Les avocats du gouvernement fédéral estiment que M. Abdelrazik a été l’artisan de son propre malheur dans cette affaire. Ils soutiennent que le Canada n’a pas exhorté les autorités soudanaises à le maintenir en détention ou à le maltraiter, ni à créer des circonstances pour le favoriser.
Mme Jaffer a consulté le responsable Gosh à plusieurs reprises lors de ses visites au Soudan pour s’assurer qu’elle puisse voyager sans incident pendant son enquête sur la situation des droits de la personne dans ce pays.
Elle a déclaré au tribunal qu’elle essayait «d’être très prudente», car son rôle était «celui d’envoyée, pas de traiter de questions bilatérales», comme le cas de M. Abdelrazik.
«Maintenant, en rétrospective, je regrette vraiment de ne pas en avoir fait plus pour cet homme, car il a beaucoup souffert», a-t-elle admis lundi.
Mme Jaffer a rencontré M. Abdelrazik au Soudan en mars 2005. Elle se souvient qu’il lui a dit alors qu’il avait été traité «extrêmement mal» et que ses geôliers «l’avaient frappé avec des tuyaux et lui avaient fait toutes sortes de choses».
M. Abdelrazik était assis à quelques mètres de Mme Jaffer, lundi, tandis qu’elle Jaffer racontait à quel point il avait l’air maigre et effrayé au Soudan.
«Son regard me hante depuis, parce qu’on y lisait la terreur, et il me suppliait littéralement de le sortir de là — et je n’en ai pas fait assez.»
Selon un exposé conjoint des faits dans cette poursuite, M. Abdelrazik a été en communication fréquente avec l’ambassade du Canada à Khartoum après juillet 2004. Il a demandé à plusieurs reprises de l’aide consulaire pour rentrer au Canada.
En octobre 2004, Khartoum a proposé de ramener M. Abdelrazik au Canada à bord d’un avion soudanais.
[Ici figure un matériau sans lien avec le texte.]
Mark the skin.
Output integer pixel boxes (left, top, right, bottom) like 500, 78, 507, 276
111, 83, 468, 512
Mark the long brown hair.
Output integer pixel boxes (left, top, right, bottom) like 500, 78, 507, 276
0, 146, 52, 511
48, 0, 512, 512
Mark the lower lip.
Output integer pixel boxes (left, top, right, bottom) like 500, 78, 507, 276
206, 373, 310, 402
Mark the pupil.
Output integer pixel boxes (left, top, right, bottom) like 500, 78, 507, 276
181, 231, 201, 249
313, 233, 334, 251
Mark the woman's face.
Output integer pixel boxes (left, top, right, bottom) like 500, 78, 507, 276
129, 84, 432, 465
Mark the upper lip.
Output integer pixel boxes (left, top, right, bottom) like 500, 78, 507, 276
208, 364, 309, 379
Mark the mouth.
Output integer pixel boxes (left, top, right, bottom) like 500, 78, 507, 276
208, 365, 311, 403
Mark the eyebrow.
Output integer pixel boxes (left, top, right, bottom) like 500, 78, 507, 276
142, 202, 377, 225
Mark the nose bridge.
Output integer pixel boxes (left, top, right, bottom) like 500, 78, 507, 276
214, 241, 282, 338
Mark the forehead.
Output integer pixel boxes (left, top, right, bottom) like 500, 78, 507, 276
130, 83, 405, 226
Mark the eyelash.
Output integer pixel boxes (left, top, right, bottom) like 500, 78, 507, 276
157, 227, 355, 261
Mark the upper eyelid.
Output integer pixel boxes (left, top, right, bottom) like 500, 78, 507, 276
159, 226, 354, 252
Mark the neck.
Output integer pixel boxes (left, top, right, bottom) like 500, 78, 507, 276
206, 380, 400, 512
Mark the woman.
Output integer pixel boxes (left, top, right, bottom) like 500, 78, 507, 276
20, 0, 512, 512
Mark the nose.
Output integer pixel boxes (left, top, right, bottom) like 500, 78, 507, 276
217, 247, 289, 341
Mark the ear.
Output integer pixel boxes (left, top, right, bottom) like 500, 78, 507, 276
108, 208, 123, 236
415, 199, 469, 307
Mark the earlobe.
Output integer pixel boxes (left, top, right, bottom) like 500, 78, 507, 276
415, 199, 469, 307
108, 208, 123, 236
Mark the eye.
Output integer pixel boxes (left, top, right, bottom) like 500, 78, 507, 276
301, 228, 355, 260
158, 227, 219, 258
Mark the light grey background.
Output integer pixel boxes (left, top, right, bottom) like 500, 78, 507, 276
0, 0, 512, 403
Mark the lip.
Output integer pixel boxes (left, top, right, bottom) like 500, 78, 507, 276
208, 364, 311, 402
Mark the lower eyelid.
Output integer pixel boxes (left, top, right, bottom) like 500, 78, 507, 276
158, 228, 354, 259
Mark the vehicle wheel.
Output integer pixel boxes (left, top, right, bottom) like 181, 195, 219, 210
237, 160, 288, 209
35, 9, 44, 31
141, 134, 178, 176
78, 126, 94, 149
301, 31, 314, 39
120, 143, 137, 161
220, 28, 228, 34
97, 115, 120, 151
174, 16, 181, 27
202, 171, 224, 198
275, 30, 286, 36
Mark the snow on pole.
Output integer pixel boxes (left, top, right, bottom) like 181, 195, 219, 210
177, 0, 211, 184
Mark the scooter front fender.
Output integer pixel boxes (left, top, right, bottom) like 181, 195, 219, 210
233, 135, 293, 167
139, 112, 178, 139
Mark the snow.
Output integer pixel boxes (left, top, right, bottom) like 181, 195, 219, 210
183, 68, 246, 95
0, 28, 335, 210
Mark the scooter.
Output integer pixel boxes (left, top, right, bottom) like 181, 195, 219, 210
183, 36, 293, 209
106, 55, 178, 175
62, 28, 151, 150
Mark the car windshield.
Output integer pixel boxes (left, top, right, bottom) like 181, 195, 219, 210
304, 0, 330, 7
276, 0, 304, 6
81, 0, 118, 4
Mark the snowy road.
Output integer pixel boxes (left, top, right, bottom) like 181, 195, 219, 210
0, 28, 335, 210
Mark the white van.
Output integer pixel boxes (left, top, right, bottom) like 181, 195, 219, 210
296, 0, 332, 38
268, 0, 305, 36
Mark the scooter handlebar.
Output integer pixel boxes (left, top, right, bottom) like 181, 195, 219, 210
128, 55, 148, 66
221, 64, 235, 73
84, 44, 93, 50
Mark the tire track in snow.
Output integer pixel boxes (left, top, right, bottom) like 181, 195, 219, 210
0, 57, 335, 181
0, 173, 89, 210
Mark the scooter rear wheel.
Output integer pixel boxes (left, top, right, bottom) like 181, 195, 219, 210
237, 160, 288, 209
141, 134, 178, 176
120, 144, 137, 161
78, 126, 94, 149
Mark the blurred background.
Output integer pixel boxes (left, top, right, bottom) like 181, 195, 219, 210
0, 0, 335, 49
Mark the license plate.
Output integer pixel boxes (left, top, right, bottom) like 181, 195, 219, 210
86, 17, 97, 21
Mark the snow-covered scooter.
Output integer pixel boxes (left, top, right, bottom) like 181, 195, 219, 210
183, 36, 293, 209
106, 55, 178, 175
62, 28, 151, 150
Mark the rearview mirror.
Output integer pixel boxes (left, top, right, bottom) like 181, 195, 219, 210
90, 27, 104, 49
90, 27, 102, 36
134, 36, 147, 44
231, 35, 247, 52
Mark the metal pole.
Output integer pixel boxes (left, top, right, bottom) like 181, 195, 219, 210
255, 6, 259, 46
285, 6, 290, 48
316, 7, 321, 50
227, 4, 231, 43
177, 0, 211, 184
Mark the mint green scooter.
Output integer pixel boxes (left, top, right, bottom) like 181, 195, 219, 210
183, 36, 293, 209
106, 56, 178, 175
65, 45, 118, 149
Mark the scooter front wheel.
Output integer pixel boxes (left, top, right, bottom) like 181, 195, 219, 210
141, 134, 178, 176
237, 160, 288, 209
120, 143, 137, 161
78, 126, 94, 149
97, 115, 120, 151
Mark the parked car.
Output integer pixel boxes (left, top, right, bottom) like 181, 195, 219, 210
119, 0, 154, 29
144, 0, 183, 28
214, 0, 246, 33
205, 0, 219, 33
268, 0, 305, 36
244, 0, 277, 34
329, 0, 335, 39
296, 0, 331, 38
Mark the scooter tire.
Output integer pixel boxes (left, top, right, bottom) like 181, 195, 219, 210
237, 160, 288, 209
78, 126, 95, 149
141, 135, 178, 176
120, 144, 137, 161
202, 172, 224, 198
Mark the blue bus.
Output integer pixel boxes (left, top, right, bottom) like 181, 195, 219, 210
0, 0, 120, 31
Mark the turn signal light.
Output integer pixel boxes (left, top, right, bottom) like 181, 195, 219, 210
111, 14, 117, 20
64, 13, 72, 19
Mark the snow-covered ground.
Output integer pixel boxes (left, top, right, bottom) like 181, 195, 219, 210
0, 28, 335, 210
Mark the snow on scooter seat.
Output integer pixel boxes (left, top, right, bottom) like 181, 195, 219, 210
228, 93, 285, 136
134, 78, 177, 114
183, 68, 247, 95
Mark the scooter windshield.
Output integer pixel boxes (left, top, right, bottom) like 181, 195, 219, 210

Ottawa a répondu qu’il ne s’opposait pas à un tel vol, mais qu’il ne paierait pas le voyage, selon l’exposé des faits. Ottawa a déclaré que le Soudan devrait fournir l’itinéraire du vol et une liste des passagers avant que le Canada ne délivre un document de voyage d’urgence à M. Abdelrazik. Mais le Soudan n’a pas fourni ces informations et n’en a plus parlé.
Quatre ans et demi plus tard, en mars 2009, M. Abdelrazik a obtenu pour le mois suivant un billet d’avion pour le Canada, mais Ottawa a refusé de lui délivrer un passeport d’urgence.
M. Abdelrazik est finalement rentré au Canada en juin 2009, après qu’un juge a conclu qu’Ottawa avait violé ses droits constitutionnels en refusant de lui délivrer le passeport d’urgence.